“Leqaa Kordia does not belong in detention,” Booker says after activist is returned to ICE custody

Sen. Cory Booker on Tuesday called for the immediate release of Leqaa Kordia, a New Jersey resident and Palestinian activist who has been held in immigration detention for nearly a year, saying federal authorities sent her back to custody after a hospitalization tied to a reported seizure.

In a post on X, the New Jersey Democrat said Kordia had been detained “for nearly a year” for exercising free speech rights, and claimed a magistrate judge recommended her release but that the Trump administration ignored the recommendation. Booker also said Kordia was hospitalized after a seizure and that the Department of Homeland Security sent her back to detention “thousands of miles” from her family rather than allowing her to recover. Kordia, Booker wrote, “does not belong in detention.”

Kordia’s case has drawn attention from immigrant-rights and civil-liberties organizations, who argue she has been kept in custody through procedural steps even after an immigration judge determined she could be released on bond. Advocates say she has been held at the Prairieland Detention Center in North Texas and has experienced recurring health problems while in detention, including dizziness and fainting episodes, and that her family and attorneys had limited access to information during her hospitalization.

A Reuters report published this week said Kordia was detained in 2025 and has argued she was targeted for pro-Palestinian activism connected to demonstrations at Columbia University, while the government has framed the matter around immigration enforcement tied to her status.

The broader legal fight over her continued detention has included litigation in federal court. In a separate 2025 ruling covered by KERA, U.S. Magistrate Judge Renee Harris Toliver recommended Kordia’s release while her immigration case was pending, warning that prolonged detention during appeals could deprive her of liberty without an individualized showing that continued confinement is justified.
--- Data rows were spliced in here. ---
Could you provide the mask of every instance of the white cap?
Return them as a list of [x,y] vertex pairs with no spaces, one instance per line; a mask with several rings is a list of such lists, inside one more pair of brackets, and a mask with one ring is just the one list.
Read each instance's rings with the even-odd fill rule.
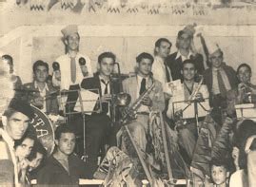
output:
[[219,45],[216,42],[208,41],[207,42],[207,47],[209,55],[213,54],[217,50],[221,50]]

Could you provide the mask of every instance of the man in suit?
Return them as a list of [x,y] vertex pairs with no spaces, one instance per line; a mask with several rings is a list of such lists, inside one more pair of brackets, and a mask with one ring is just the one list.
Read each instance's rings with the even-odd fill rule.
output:
[[195,63],[198,74],[203,74],[205,70],[203,55],[192,50],[194,29],[192,28],[185,28],[178,32],[176,40],[177,52],[170,54],[167,58],[167,65],[168,65],[172,80],[182,79],[182,64],[185,60],[191,59]]
[[211,66],[204,72],[204,79],[208,88],[210,105],[218,111],[220,108],[226,111],[226,95],[237,87],[237,75],[235,70],[224,62],[223,51],[217,44],[208,43],[207,47]]
[[35,92],[23,94],[23,97],[34,106],[41,109],[42,112],[47,114],[58,114],[59,106],[57,101],[57,91],[52,84],[47,83],[49,76],[49,65],[41,60],[36,61],[33,64],[33,74],[34,80],[32,83],[25,84],[24,89],[30,91],[34,90]]
[[[138,55],[136,58],[136,76],[128,78],[123,82],[124,92],[131,96],[130,104],[132,104],[140,97],[140,95],[143,94],[143,92],[148,89],[152,84],[154,84],[152,91],[142,99],[141,105],[138,108],[136,121],[133,121],[128,125],[133,139],[137,142],[137,145],[143,151],[146,151],[148,138],[149,112],[163,112],[165,109],[165,99],[162,84],[151,76],[153,61],[154,59],[152,55],[148,53],[143,52]],[[123,149],[124,147],[130,145],[121,146]],[[130,155],[130,153],[128,154]]]
[[[110,74],[113,72],[115,59],[115,55],[111,52],[100,54],[98,57],[98,72],[93,77],[85,78],[81,84],[81,87],[84,89],[98,89],[102,100],[102,111],[92,113],[89,116],[87,122],[87,167],[89,168],[87,177],[89,178],[92,178],[97,169],[100,149],[108,144],[111,127],[110,118],[113,118],[111,116],[112,108],[109,107],[111,94],[120,92],[120,85],[110,82]],[[94,109],[99,109],[99,105],[96,104]]]
[[30,105],[13,99],[2,116],[0,124],[0,186],[19,184],[17,158],[14,140],[21,140],[29,122],[34,117]]

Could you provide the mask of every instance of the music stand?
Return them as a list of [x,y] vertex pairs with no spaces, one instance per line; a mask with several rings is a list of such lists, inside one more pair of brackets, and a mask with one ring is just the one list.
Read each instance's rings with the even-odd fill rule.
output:
[[[198,122],[198,119],[199,119],[199,110],[198,110],[198,106],[200,105],[200,107],[203,109],[203,111],[205,111],[205,112],[208,112],[209,110],[207,110],[207,108],[206,108],[206,106],[203,104],[205,102],[206,102],[206,100],[208,100],[207,98],[207,99],[204,99],[204,100],[202,100],[202,101],[199,101],[199,100],[189,100],[189,101],[180,101],[180,102],[173,102],[172,103],[172,111],[173,111],[173,116],[175,115],[175,112],[177,111],[177,110],[175,110],[176,108],[175,108],[175,103],[176,104],[179,104],[179,103],[186,103],[187,105],[182,109],[182,114],[184,114],[184,112],[187,109],[187,108],[189,108],[189,106],[191,106],[191,104],[193,103],[194,104],[194,108],[193,108],[193,110],[194,110],[194,118],[195,118],[195,120],[196,120],[196,126],[197,126],[197,133],[199,134],[199,132],[200,132],[200,127],[199,127],[199,122]],[[199,105],[198,105],[199,104]],[[188,119],[188,118],[187,118]]]
[[[86,115],[87,114],[91,114],[91,113],[100,113],[102,111],[102,100],[100,97],[100,90],[99,89],[83,89],[83,91],[91,91],[93,93],[96,92],[96,94],[98,95],[96,100],[91,100],[91,99],[88,99],[85,100],[82,97],[81,94],[81,90],[80,89],[76,89],[76,90],[66,90],[61,92],[61,107],[64,109],[64,117],[66,119],[66,122],[68,122],[68,116],[69,115],[74,115],[74,114],[80,114],[82,115],[83,118],[83,156],[82,156],[82,159],[87,159],[87,150],[86,150]],[[73,93],[77,92],[78,94],[78,98],[75,101],[69,101],[69,99],[71,97],[71,95]],[[63,93],[63,94],[62,94]],[[65,96],[64,101],[62,98],[62,95]],[[68,95],[68,96],[67,96]],[[66,99],[67,97],[67,99]],[[70,100],[70,99],[69,99]],[[77,102],[79,104],[77,104]],[[99,107],[94,107],[92,110],[87,110],[84,107],[84,103],[91,103],[91,102],[96,102],[96,103],[94,104],[94,106],[99,106]],[[74,106],[74,108],[72,110],[67,111],[67,105],[72,105]],[[76,111],[75,109],[79,109],[79,111]]]

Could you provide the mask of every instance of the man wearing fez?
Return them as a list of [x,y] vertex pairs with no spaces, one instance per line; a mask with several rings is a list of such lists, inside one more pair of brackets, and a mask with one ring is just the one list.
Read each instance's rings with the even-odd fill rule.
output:
[[2,116],[0,128],[0,186],[18,181],[18,166],[14,153],[14,140],[20,140],[34,116],[32,108],[21,100],[13,99]]
[[[60,90],[79,90],[79,84],[85,77],[91,77],[90,60],[79,52],[80,35],[74,25],[67,26],[61,30],[66,54],[58,57],[55,62],[60,65],[60,77],[53,71],[52,83],[60,86]],[[67,102],[75,102],[77,92],[69,92]],[[72,112],[75,103],[66,105],[66,112]]]
[[203,55],[198,53],[194,47],[194,26],[187,26],[184,29],[180,30],[176,40],[178,51],[170,54],[166,60],[173,81],[182,79],[182,64],[185,60],[191,59],[195,62],[195,68],[198,74],[202,75],[205,70]]
[[37,90],[31,94],[24,93],[24,97],[47,114],[58,114],[59,106],[56,94],[51,94],[57,91],[51,84],[47,83],[49,76],[49,65],[41,60],[33,64],[34,81],[32,83],[25,84],[24,89]]
[[[93,77],[84,79],[81,84],[81,87],[85,89],[99,89],[102,100],[102,111],[92,113],[89,117],[87,123],[88,178],[92,178],[97,169],[97,158],[100,149],[103,145],[109,144],[110,140],[110,118],[114,117],[112,115],[113,108],[109,107],[109,102],[111,102],[111,94],[117,94],[121,91],[117,83],[110,82],[110,74],[113,72],[115,59],[115,55],[111,52],[100,54],[98,57],[98,72]],[[96,104],[94,109],[99,109],[99,105]],[[114,136],[112,131],[111,136]]]
[[204,72],[207,85],[211,107],[226,110],[226,95],[237,87],[238,80],[235,70],[224,62],[223,51],[216,43],[207,44],[211,66]]

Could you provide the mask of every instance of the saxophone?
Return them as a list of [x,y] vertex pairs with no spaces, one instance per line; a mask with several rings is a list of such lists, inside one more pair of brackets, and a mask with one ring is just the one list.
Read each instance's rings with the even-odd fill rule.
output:
[[155,83],[153,82],[152,84],[147,90],[145,90],[140,95],[140,97],[137,100],[135,100],[135,102],[131,105],[124,109],[123,117],[121,119],[121,122],[123,124],[128,123],[128,122],[136,119],[136,114],[139,107],[142,104],[143,99],[148,97],[151,93],[154,87],[155,87]]

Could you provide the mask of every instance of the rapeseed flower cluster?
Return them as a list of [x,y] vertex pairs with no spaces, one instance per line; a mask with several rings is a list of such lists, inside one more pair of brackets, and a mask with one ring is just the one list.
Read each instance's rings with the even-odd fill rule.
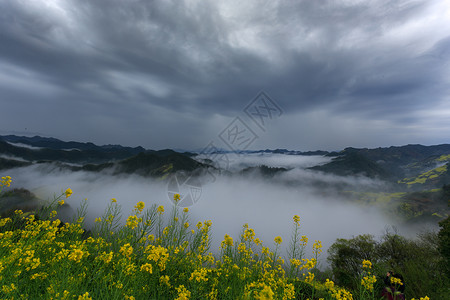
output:
[[[10,183],[2,178],[2,187]],[[272,251],[248,224],[240,238],[226,234],[220,255],[213,255],[211,220],[198,222],[194,230],[187,208],[178,211],[175,204],[164,216],[163,206],[138,202],[120,223],[120,204],[112,198],[92,231],[85,232],[86,202],[73,222],[56,219],[71,195],[71,189],[62,192],[39,215],[17,210],[0,218],[0,298],[353,299],[333,281],[321,284],[316,278],[322,244],[315,241],[315,257],[303,257],[308,238],[300,235],[298,215],[285,258],[277,252],[280,236]],[[371,268],[369,261],[363,265]],[[361,286],[373,289],[373,275],[361,279]],[[305,285],[312,294],[301,294],[297,287]]]

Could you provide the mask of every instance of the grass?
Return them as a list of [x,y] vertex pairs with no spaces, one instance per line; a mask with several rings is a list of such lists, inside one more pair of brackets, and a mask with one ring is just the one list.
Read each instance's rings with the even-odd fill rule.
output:
[[[2,177],[0,193],[10,183]],[[71,194],[67,189],[35,212],[0,219],[1,299],[379,299],[368,260],[353,294],[317,278],[322,244],[315,241],[313,257],[304,257],[308,238],[297,215],[286,256],[281,237],[267,246],[248,224],[238,238],[225,235],[213,255],[212,222],[191,224],[188,208],[138,202],[122,221],[111,199],[87,232],[86,202],[72,222],[57,217]]]

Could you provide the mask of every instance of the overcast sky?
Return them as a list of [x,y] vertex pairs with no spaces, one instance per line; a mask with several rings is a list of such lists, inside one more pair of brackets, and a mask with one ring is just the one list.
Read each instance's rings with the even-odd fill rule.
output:
[[0,134],[149,149],[450,143],[449,61],[448,1],[2,0]]

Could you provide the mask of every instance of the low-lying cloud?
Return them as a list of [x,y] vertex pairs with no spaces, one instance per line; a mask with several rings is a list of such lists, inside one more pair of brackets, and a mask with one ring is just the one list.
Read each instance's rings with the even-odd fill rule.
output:
[[[290,159],[295,158],[287,157],[285,162]],[[296,159],[301,164],[301,158]],[[314,159],[308,157],[304,165]],[[268,162],[269,159],[264,163]],[[122,206],[124,217],[131,214],[138,201],[145,202],[146,207],[152,204],[164,205],[166,211],[173,206],[168,197],[167,182],[137,175],[70,172],[53,164],[17,168],[7,173],[13,178],[12,187],[29,189],[41,199],[51,199],[53,195],[70,187],[73,195],[66,203],[72,213],[75,213],[81,201],[88,201],[87,226],[92,226],[111,198],[116,198]],[[337,238],[367,233],[380,236],[386,226],[397,225],[376,208],[352,204],[331,190],[324,191],[305,184],[307,180],[313,179],[343,181],[355,188],[380,184],[365,177],[325,175],[301,168],[294,168],[272,179],[258,175],[217,176],[214,182],[201,187],[200,200],[190,207],[190,223],[194,226],[198,221],[212,220],[213,252],[218,252],[225,234],[237,240],[244,223],[255,230],[257,237],[266,246],[272,247],[274,237],[280,235],[284,241],[283,247],[287,247],[293,226],[292,217],[297,214],[301,218],[301,234],[310,239],[309,253],[314,240],[321,240],[324,249],[327,249]],[[295,180],[299,184],[293,184]],[[324,251],[322,257],[325,256]]]

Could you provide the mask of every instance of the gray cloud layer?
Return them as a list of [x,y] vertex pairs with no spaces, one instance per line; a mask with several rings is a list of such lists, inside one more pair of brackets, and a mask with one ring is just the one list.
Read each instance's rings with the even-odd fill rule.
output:
[[255,147],[448,142],[449,16],[444,1],[3,1],[1,134],[197,148],[265,90],[284,114]]

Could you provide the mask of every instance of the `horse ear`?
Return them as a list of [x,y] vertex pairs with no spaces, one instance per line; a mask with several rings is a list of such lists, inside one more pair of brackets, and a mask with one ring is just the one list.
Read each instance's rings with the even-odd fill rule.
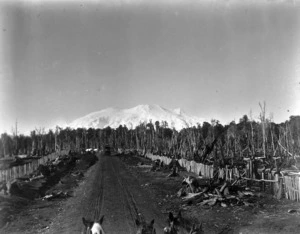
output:
[[178,211],[177,217],[180,217],[180,218],[182,217],[182,216],[181,216],[181,210]]
[[83,222],[84,226],[87,226],[87,222],[86,222],[86,219],[84,217],[82,217],[82,222]]
[[169,220],[170,220],[170,221],[173,221],[173,219],[174,219],[173,213],[172,213],[172,212],[169,212]]
[[140,226],[140,224],[141,224],[141,222],[139,221],[139,220],[135,220],[135,224],[137,225],[137,226]]
[[102,224],[103,219],[104,219],[104,215],[102,215],[102,217],[101,217],[100,220],[99,220],[99,223],[100,223],[100,224]]
[[152,221],[151,221],[151,223],[150,223],[150,224],[151,224],[151,226],[153,226],[153,224],[154,224],[154,219],[152,219]]

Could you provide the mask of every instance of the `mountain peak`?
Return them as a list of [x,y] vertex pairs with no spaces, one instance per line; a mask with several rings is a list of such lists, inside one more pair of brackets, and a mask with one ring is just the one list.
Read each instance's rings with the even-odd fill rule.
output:
[[204,120],[186,114],[182,115],[182,110],[168,110],[157,104],[138,105],[129,109],[107,108],[93,112],[84,117],[74,120],[71,128],[118,128],[126,125],[128,128],[135,128],[140,123],[166,121],[170,128],[180,130],[191,126],[197,126]]

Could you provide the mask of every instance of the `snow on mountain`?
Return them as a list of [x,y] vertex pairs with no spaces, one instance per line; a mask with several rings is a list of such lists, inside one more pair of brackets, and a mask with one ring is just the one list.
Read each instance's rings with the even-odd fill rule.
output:
[[135,128],[140,123],[166,121],[168,127],[180,130],[202,124],[204,119],[185,114],[181,109],[168,110],[159,105],[138,105],[130,109],[107,108],[93,112],[74,120],[69,124],[71,128],[118,128],[126,125],[127,128]]

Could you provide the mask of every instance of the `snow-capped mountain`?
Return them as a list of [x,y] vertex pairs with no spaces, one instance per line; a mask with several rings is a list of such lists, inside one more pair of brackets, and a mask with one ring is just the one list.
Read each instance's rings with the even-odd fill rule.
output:
[[130,109],[107,108],[90,113],[84,117],[74,120],[69,124],[71,128],[118,128],[126,125],[127,128],[135,128],[140,123],[153,124],[156,121],[166,121],[168,127],[180,130],[191,126],[202,124],[204,119],[189,116],[180,108],[168,110],[159,105],[138,105]]

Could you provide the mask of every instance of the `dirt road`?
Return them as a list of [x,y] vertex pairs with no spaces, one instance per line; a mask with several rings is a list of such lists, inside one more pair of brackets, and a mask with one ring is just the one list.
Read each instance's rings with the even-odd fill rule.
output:
[[132,174],[116,156],[99,156],[69,199],[64,210],[45,233],[81,233],[82,217],[97,219],[104,215],[107,233],[135,233],[135,219],[142,214],[146,221],[155,219],[157,233],[163,233],[166,216],[157,202],[143,189],[139,178]]

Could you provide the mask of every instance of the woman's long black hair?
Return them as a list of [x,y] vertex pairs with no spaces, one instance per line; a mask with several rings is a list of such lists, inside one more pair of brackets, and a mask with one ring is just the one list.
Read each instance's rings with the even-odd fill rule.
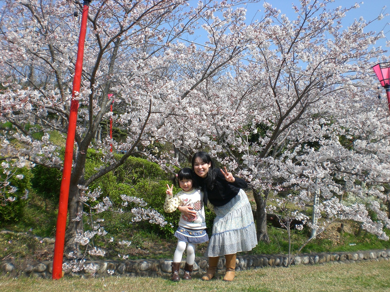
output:
[[198,158],[199,160],[204,163],[210,164],[210,166],[209,168],[209,171],[207,172],[206,177],[204,179],[204,181],[206,183],[206,186],[207,186],[207,188],[212,190],[214,188],[214,182],[215,181],[215,178],[216,177],[215,172],[214,171],[214,162],[213,161],[213,159],[211,159],[210,155],[207,152],[204,151],[200,151],[199,152],[197,152],[192,157],[192,171],[195,174],[195,177],[196,178],[196,180],[198,182],[197,184],[199,185],[201,189],[202,188],[202,185],[203,185],[202,183],[199,183],[201,178],[196,174],[194,169],[194,165],[195,164],[195,160]]

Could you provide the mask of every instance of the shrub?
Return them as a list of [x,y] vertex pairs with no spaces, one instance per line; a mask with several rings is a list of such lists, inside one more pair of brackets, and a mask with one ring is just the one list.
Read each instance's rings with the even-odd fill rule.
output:
[[[177,228],[179,220],[180,218],[180,212],[176,210],[172,213],[165,213],[164,211],[164,203],[166,196],[165,190],[167,190],[167,184],[171,183],[167,180],[159,181],[151,181],[144,179],[140,181],[134,186],[131,190],[131,195],[138,197],[143,198],[147,202],[151,208],[158,211],[163,215],[165,220],[168,222],[167,224],[163,227],[158,225],[147,224],[144,222],[142,227],[145,230],[150,230],[154,232],[163,237],[172,237],[173,234]],[[174,193],[176,193],[180,190],[179,188],[174,189]],[[206,217],[206,225],[209,228],[208,230],[211,232],[212,230],[213,222],[215,215],[207,208],[205,209]],[[172,224],[171,226],[170,224]]]
[[[2,180],[5,179],[5,174],[3,169],[0,167]],[[18,177],[22,178],[18,178]],[[8,181],[9,186],[16,188],[14,192],[9,192],[10,189],[6,188],[3,191],[5,197],[13,197],[15,200],[13,202],[8,201],[5,204],[0,203],[0,222],[4,223],[16,222],[22,216],[23,207],[25,205],[28,192],[31,189],[31,172],[27,167],[16,168],[13,175],[9,179]]]
[[62,173],[54,168],[47,168],[40,165],[35,165],[31,171],[33,188],[45,201],[58,203],[60,197],[60,188]]

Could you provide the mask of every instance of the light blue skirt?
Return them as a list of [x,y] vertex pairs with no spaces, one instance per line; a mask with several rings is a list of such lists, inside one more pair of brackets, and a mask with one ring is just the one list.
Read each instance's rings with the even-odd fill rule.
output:
[[207,257],[220,257],[250,250],[257,244],[252,208],[246,194],[238,194],[223,206],[214,207],[216,217],[206,251]]

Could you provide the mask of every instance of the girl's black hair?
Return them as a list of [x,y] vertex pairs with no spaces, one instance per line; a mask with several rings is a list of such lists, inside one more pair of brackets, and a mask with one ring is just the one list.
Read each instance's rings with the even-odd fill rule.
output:
[[193,171],[189,167],[183,167],[177,172],[177,174],[172,180],[176,186],[180,186],[179,182],[183,179],[191,179],[192,181],[192,186],[195,188],[198,188],[197,180],[195,178]]
[[[216,177],[215,172],[214,171],[214,161],[211,159],[211,156],[207,152],[204,151],[199,151],[198,152],[197,152],[192,157],[192,160],[191,161],[192,163],[192,171],[194,174],[195,174],[195,171],[194,170],[194,165],[195,164],[195,160],[197,158],[199,158],[199,160],[203,162],[210,164],[209,171],[207,172],[206,177],[204,178],[204,182],[206,183],[206,186],[207,186],[208,188],[210,190],[212,190],[214,188],[214,182],[215,181],[215,178]],[[199,183],[199,179],[201,179],[200,177],[196,174],[195,174],[195,176],[196,178],[196,180],[197,182],[197,183],[200,186],[201,188],[202,184]]]

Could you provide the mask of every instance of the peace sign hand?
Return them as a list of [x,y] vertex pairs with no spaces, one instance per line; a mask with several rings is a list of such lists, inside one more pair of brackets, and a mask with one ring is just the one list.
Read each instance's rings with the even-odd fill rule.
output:
[[225,171],[222,169],[221,169],[221,172],[222,173],[223,175],[225,176],[225,179],[229,183],[234,183],[234,181],[236,180],[236,179],[234,178],[234,177],[233,176],[233,174],[232,174],[231,172],[227,172],[227,170],[226,169],[226,167],[224,167],[225,169]]
[[167,184],[167,189],[165,192],[167,193],[167,195],[169,195],[170,196],[173,195],[173,193],[172,192],[172,190],[173,190],[173,185],[172,185],[171,187],[169,187],[169,185]]

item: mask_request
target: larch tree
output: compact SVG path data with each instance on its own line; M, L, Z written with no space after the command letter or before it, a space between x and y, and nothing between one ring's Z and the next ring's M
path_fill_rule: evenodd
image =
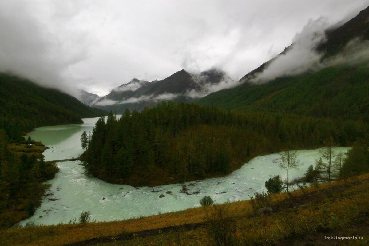
M290 168L298 169L299 166L302 164L300 163L299 160L297 159L297 150L286 150L281 152L280 161L279 166L287 171L287 192L288 192L289 178Z
M336 173L338 177L340 177L342 174L341 171L342 169L342 166L344 164L344 162L345 161L345 154L342 151L340 151L337 154L336 158L333 162L333 169L335 173Z
M88 139L87 138L86 131L83 131L83 133L82 134L82 135L81 136L81 146L82 147L82 149L87 150L88 141Z
M325 147L319 150L319 153L322 158L324 159L327 162L321 162L320 163L321 167L324 168L328 173L328 181L331 181L331 174L332 173L332 168L333 162L333 159L336 156L335 153L333 150L332 146L333 141L331 137L327 141L324 142Z

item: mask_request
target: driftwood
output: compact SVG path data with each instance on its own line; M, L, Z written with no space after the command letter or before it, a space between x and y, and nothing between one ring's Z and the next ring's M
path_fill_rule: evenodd
M187 192L186 191L184 191L184 190L181 190L180 191L179 191L179 193L184 193L185 194L186 194L186 195L193 195L194 194L200 194L200 190L201 190L201 189L200 189L200 190L197 190L196 191L195 191L194 192L193 192L192 193L189 193L188 192Z
M153 187L152 190L151 191L151 192L152 193L155 193L155 192L159 192L159 191L162 191L165 190L166 189L163 189L163 190L154 190L154 188Z
M183 185L182 186L182 189L179 191L179 193L184 193L186 195L193 195L194 194L199 194L200 193L200 191L201 190L201 189L200 190L197 190L193 192L192 193L189 193L187 192L188 190L188 188L187 188L188 186L194 186L195 185L193 183L191 183L189 184L187 184L187 185Z
M48 197L49 195L54 195L54 194L52 193L49 193L47 194L45 194L45 195L44 195L44 196L45 197Z
M224 194L225 193L228 193L228 191L223 191L222 192L221 192L220 193L217 193L217 194L219 195L219 194Z

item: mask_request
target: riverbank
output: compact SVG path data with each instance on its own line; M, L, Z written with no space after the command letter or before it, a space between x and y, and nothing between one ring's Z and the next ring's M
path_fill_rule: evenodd
M54 178L59 170L54 162L42 161L40 164L39 160L43 160L44 158L42 153L48 148L40 142L31 140L11 143L6 148L14 158L12 162L7 162L8 166L6 167L8 169L3 170L3 171L11 175L8 179L13 180L10 179L7 182L4 181L2 186L7 190L17 190L11 191L2 201L0 228L11 226L33 215L35 209L41 205L44 194L50 187L49 185L43 182ZM42 169L42 172L40 169ZM12 177L12 175L15 176ZM17 183L21 182L22 177L27 179L27 186L32 187L33 192L20 193L20 189L25 184ZM2 192L5 193L8 191ZM15 194L13 194L14 192L16 192Z
M346 180L324 183L318 188L272 195L271 206L274 213L265 217L253 215L249 201L221 207L230 215L228 218L235 221L237 238L244 243L241 245L266 245L268 242L287 242L296 237L324 232L330 235L346 225L352 226L355 219L367 219L365 213L369 208L366 200L369 196L368 179L369 174L366 174ZM207 229L206 215L212 212L213 209L212 207L196 208L120 221L14 228L0 233L0 240L5 246L112 243L116 245L208 245L211 239ZM201 226L186 229L188 226L185 225L199 223ZM204 224L201 225L201 223ZM175 226L176 227L172 230L165 229ZM142 232L148 230L155 233L145 235ZM129 233L132 236L126 236ZM355 235L349 232L342 235ZM120 239L123 240L118 241ZM180 244L176 245L179 240Z

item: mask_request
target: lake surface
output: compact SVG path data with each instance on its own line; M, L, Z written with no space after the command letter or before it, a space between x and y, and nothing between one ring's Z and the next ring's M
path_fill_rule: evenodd
M81 135L84 131L87 133L92 131L98 118L83 119L83 124L40 127L29 135L50 147L44 153L45 160L76 157L83 152ZM348 149L335 148L344 152ZM318 149L300 150L298 154L303 164L299 170L290 170L290 180L303 176L309 166L315 166L315 160L320 156ZM155 187L156 190L165 190L153 193L151 188L137 190L87 176L79 161L59 162L60 171L55 178L46 182L51 184L47 193L53 195L44 197L34 215L21 224L31 221L37 224L68 223L71 219L78 218L84 211L90 211L92 218L97 221L120 220L200 207L199 201L205 195L219 203L246 200L254 193L265 189L265 180L271 177L279 174L286 178L286 171L278 166L279 157L277 153L258 156L225 177L192 182L195 186L189 186L189 192L201 190L200 194L190 195L179 193L181 188L179 184ZM165 194L168 191L172 194ZM228 192L220 194L224 191ZM165 197L159 198L161 194ZM59 200L49 200L53 198Z

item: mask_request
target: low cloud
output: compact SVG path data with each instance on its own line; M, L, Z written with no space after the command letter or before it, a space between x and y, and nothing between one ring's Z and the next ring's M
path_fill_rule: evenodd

Kordia’s attorneys and advocacy groups have called for her release following the reported seizure and return to detention, arguing that medical concerns and due-process issues have escalated. DHS and ICE have not publicly detailed her medical condition, and reporting has emphasized that access to information during the hospitalization became a flashpoint for her family and legal team.

The case has become part of a wider political argument over how immigration authorities handle detainees with active legal challenges and medical issues — and how the government weighs enforcement decisions when high-profile political speech is part of the backdrop.